Conhecer uma sociedade não é apenas saber as suas regras explícitas. É também compreender como funciona
a sua aplicação: saber quando usar e quando violar as normas, saber
quando recusar uma escolha oferecida e saber quando fingir que se está a
fazendo algo por livre escolha
quando se trata efetivamente de uma obrigação. Considere o paradoxo, por
exemplo, das “ofertas feitas para serem recusadas”. Quando sou
convidado a um restaurante por um tio rico,
ambos sabemos que ele cuidará da conta, mas devo mesmo assim insistir
em dividi-la – imagine a minha surpresa se o meu tio simplesmente
dissesse: “Ok, então, pode pagar!”
Houve um problema semelhante durante os caóticos anos pós-soviéticos do governo Yeltsin na Rússia. Embora as regras legais fossem sabidas – e eram em larga medida as mesmas que vigoravam sob a União Soviética –, desintegrou-se a complexa rede de regras implícitas, tacitamente aceites, que sustentava o edifício social. Na União Soviética, se você quisesse, digamos, um tratamento hospitalar melhor, ou um apartamento novo, se você tivesse uma reclamação sobre as autoridades, havia sido convocado ao tribunal ou queria que o seu filho fosse aceite numa escola concorrida, você sabia as regras implícitas. Sabia com quem falar ou a mão que untar, o que se podia e não se podia fazer.

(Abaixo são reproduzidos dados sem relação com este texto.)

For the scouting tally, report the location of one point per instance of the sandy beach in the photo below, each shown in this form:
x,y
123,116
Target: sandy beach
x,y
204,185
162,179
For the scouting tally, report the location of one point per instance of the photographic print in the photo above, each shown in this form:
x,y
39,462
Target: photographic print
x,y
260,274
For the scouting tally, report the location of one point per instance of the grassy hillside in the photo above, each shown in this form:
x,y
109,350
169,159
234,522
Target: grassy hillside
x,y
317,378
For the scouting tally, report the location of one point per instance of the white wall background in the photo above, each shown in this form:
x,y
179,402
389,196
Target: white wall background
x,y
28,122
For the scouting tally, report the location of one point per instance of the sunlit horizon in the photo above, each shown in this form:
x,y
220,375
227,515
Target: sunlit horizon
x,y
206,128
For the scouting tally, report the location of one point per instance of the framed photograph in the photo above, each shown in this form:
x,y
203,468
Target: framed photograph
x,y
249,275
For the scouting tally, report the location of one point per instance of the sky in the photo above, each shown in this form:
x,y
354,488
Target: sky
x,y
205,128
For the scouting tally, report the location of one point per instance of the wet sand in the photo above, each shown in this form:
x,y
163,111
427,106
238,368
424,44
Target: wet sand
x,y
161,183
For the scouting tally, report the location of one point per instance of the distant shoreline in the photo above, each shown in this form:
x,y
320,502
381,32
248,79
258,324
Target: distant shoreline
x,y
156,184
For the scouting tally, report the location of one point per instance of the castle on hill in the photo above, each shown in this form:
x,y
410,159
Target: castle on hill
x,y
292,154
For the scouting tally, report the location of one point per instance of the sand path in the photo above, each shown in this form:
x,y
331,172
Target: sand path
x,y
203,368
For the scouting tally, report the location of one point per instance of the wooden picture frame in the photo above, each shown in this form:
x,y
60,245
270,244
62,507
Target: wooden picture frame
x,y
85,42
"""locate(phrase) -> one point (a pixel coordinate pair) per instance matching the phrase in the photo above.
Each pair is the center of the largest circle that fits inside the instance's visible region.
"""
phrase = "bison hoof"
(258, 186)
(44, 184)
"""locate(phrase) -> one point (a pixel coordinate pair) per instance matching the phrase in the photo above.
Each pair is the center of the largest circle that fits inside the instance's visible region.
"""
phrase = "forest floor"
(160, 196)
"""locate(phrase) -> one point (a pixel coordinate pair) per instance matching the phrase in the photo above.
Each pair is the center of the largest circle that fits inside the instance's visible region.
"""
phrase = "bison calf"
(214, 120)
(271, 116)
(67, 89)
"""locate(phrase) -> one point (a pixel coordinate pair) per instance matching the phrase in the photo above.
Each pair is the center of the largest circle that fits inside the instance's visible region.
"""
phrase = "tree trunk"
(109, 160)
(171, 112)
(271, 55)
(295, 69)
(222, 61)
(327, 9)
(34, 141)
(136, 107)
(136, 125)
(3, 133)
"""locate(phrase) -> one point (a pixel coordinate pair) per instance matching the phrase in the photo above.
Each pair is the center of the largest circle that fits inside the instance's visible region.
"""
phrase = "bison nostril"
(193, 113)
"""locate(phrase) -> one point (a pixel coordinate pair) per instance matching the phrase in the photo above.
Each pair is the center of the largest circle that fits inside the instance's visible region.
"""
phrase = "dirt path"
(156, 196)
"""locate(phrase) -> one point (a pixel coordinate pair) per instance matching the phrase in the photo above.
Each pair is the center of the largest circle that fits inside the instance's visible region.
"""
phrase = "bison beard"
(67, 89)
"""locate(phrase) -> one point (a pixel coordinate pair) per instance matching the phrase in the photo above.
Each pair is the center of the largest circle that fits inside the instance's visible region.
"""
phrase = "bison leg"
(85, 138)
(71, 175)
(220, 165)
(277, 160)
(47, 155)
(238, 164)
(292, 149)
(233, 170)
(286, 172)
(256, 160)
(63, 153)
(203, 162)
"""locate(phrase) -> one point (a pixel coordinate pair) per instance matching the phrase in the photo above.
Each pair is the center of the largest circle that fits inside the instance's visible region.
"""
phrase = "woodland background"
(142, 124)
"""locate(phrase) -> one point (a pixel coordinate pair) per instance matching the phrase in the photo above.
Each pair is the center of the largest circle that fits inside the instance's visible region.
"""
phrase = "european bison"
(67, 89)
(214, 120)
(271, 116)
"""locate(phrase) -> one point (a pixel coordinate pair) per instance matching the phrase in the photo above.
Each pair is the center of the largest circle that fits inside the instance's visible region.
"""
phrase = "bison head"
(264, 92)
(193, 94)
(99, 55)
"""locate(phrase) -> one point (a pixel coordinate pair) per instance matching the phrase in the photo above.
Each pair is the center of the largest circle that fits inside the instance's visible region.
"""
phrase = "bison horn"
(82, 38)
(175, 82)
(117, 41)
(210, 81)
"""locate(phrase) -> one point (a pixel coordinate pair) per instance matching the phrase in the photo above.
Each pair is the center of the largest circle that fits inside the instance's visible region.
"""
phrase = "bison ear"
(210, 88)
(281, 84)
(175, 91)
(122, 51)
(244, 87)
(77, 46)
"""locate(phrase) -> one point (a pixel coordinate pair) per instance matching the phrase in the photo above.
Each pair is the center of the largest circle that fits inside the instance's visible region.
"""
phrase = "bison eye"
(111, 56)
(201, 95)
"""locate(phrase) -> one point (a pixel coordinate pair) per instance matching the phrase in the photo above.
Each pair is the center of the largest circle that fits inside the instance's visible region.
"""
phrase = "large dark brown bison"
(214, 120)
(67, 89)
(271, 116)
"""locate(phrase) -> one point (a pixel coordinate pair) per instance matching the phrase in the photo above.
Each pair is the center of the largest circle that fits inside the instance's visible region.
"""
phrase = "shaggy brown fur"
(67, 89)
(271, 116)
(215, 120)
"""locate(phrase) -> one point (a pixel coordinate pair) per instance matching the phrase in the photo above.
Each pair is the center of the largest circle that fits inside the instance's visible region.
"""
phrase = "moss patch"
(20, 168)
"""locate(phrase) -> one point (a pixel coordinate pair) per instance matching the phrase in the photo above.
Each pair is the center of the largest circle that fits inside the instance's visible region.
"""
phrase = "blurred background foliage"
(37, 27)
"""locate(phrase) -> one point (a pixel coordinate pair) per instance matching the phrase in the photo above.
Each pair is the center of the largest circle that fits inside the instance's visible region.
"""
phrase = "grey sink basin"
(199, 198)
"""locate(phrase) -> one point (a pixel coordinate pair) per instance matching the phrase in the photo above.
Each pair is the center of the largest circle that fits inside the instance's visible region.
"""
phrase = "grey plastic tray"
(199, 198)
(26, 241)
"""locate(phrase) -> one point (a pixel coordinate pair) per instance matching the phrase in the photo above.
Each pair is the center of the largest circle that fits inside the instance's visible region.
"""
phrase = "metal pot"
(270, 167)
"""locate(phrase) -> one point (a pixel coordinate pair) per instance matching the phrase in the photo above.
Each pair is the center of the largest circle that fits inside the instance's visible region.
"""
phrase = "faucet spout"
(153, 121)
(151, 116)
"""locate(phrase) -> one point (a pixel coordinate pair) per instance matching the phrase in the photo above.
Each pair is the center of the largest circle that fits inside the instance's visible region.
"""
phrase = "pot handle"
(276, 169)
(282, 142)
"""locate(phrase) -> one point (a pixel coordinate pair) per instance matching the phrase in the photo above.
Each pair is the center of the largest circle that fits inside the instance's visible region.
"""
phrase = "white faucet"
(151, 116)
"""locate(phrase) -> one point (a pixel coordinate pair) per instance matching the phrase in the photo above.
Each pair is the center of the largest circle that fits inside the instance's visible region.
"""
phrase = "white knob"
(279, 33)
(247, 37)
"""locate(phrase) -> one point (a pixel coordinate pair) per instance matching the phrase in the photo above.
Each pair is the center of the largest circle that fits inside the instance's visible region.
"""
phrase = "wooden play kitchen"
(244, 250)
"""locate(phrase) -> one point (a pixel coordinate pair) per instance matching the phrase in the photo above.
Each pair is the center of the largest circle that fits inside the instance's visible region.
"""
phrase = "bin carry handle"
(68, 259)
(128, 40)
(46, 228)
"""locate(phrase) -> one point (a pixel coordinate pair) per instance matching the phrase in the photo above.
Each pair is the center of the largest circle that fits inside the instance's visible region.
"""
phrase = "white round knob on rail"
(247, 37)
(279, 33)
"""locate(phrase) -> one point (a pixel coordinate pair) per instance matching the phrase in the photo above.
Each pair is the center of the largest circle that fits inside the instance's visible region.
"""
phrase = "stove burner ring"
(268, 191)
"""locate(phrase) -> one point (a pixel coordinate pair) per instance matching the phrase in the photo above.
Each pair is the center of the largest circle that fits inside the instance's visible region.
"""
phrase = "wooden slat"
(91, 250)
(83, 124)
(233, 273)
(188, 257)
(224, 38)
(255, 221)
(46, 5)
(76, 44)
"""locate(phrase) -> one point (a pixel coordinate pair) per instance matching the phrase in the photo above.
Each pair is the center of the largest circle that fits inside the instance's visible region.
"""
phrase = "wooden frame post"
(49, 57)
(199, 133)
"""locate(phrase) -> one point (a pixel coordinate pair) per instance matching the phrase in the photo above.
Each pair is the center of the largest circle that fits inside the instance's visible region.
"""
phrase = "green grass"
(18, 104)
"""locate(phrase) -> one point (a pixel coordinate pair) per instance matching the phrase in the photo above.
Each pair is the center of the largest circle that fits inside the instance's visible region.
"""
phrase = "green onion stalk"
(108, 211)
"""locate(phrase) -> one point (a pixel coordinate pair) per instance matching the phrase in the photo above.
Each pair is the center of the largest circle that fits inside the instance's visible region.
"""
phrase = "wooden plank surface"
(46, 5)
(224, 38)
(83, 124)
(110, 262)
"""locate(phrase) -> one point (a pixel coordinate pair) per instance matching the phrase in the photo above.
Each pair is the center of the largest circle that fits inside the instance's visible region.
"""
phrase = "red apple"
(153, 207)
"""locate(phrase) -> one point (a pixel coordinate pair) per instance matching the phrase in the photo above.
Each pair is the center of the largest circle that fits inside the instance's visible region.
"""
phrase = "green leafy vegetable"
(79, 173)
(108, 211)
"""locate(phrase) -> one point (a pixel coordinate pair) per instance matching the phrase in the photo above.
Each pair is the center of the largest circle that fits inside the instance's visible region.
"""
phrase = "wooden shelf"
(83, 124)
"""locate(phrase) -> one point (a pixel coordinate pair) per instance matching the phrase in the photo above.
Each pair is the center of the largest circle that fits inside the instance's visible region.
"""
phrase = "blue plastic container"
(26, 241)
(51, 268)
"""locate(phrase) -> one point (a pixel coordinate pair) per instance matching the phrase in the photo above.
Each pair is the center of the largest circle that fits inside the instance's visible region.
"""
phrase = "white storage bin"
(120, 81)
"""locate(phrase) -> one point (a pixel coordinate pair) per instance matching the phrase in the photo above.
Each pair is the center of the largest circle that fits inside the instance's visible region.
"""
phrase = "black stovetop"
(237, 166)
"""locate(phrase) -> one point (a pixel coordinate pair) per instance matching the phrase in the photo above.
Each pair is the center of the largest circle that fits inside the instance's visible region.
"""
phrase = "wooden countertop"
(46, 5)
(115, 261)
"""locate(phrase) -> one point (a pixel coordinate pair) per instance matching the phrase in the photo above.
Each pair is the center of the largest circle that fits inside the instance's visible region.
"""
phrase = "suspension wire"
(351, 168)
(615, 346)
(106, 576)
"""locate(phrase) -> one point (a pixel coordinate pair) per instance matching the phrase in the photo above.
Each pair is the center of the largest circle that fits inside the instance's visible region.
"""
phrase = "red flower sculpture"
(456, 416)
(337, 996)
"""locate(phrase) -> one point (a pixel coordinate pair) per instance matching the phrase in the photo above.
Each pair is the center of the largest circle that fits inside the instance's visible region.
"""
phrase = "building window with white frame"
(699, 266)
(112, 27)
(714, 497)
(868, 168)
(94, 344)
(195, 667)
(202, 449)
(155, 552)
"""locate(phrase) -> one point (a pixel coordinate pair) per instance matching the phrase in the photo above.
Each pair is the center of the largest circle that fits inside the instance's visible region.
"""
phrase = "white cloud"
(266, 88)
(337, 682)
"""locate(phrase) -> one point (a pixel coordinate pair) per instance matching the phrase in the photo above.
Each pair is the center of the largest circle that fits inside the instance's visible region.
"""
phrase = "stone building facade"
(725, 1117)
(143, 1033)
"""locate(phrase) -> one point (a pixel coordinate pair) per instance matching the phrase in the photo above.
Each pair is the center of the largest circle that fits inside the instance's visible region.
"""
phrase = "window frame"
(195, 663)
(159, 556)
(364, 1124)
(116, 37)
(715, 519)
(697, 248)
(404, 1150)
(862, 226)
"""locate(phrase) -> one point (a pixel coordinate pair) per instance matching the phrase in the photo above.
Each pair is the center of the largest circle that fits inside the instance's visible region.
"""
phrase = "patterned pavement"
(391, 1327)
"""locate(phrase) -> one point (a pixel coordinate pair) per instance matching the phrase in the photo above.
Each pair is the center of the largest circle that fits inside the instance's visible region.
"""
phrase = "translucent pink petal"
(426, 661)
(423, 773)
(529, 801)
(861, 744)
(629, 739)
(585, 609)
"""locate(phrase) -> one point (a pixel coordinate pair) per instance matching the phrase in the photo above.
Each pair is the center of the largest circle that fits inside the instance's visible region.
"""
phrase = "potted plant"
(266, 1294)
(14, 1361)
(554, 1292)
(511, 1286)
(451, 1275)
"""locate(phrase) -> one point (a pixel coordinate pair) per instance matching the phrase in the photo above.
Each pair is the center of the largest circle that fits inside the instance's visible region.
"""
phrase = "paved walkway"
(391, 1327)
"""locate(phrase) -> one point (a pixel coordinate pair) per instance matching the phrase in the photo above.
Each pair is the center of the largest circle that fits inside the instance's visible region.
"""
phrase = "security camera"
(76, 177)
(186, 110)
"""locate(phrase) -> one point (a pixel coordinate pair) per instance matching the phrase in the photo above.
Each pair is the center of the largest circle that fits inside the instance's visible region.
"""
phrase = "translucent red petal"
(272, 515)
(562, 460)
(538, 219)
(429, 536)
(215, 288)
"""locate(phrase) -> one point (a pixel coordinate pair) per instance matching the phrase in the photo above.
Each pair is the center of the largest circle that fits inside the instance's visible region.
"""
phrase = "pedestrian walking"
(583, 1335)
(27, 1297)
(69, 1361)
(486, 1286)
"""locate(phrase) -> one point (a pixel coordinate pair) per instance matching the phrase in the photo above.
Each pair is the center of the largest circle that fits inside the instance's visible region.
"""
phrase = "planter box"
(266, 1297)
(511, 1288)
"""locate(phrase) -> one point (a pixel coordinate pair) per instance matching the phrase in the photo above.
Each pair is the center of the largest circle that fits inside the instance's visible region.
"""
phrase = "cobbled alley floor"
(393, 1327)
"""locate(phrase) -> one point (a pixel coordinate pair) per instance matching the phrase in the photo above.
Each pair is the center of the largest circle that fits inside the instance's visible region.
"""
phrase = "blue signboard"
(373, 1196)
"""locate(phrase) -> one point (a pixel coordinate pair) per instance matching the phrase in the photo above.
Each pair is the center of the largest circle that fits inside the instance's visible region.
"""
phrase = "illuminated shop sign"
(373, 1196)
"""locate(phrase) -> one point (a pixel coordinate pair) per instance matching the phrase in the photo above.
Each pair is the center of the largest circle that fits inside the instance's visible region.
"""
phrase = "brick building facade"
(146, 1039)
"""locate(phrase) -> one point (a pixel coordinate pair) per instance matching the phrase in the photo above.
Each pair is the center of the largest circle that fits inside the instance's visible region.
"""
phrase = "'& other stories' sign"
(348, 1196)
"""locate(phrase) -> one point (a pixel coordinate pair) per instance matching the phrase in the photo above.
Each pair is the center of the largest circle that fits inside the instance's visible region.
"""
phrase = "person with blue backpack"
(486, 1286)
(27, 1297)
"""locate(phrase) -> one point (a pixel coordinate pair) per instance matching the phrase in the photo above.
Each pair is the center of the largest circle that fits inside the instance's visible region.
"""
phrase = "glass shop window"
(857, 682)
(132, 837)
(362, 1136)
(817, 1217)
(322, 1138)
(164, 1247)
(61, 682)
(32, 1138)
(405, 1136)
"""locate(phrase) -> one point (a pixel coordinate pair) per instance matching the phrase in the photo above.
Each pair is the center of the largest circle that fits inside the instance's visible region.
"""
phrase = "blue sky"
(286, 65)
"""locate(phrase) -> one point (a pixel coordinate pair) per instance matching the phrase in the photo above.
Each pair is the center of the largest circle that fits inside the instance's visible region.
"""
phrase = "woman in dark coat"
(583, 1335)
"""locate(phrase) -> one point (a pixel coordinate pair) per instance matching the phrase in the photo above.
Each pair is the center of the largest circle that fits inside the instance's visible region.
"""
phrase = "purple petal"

Depois do colapso do poder soviético, um dos mais frustrantes aspetos do cotidiano para as pessoas comuns era que esse espaço de regras não ditas se tornou seriamente obscuro. As pessoas simplesmente não sabiam como reagir diante de regulações legais explícitas, o que podia ser ignorado, onde o suborno funcionava. (Uma das funções do crime organizado era justamente a de fornecer uma espécie de legalidade ersatz, substituta. Se você possuísse um pequeno negócio e um cliente lhe devesse dinheiro, você ia ao seu protetor da máfia para lidar com o problema, já que o sistema legal do Estado era ineficiente.)
A estabilização da sociedade sob o regime Putin deve-se em larga medida à transparência que se estabeleceu dessas regras não ditas. Agora as pessoas compreendem novamente, de modo geral, o complexo emaranhado de interações sociais.
Não chegamos ainda a este estágio no plano da política internacional. Na década de 1990, um pacto silencioso regulava a relação entre a Rússia e as grandes potências ocidentais. Os Estados ocidentais tratavam a Rússia como uma grande potência na condição de que a Rússia não agisse como uma. Mas e se o sujeito para quem a “oferta feita para ser recusada” realmente a aceitar? E se a Rússia realmente começar a agir como uma grande potência? Uma situação como essa é propriamente catastrófica, ameaçando todo o tecido de relações existente – como ocorreu há cinco anos atrás na Geórgia. Cansada de apenas ser tratada como uma superpotência, a Rússia de facto agiu como uma.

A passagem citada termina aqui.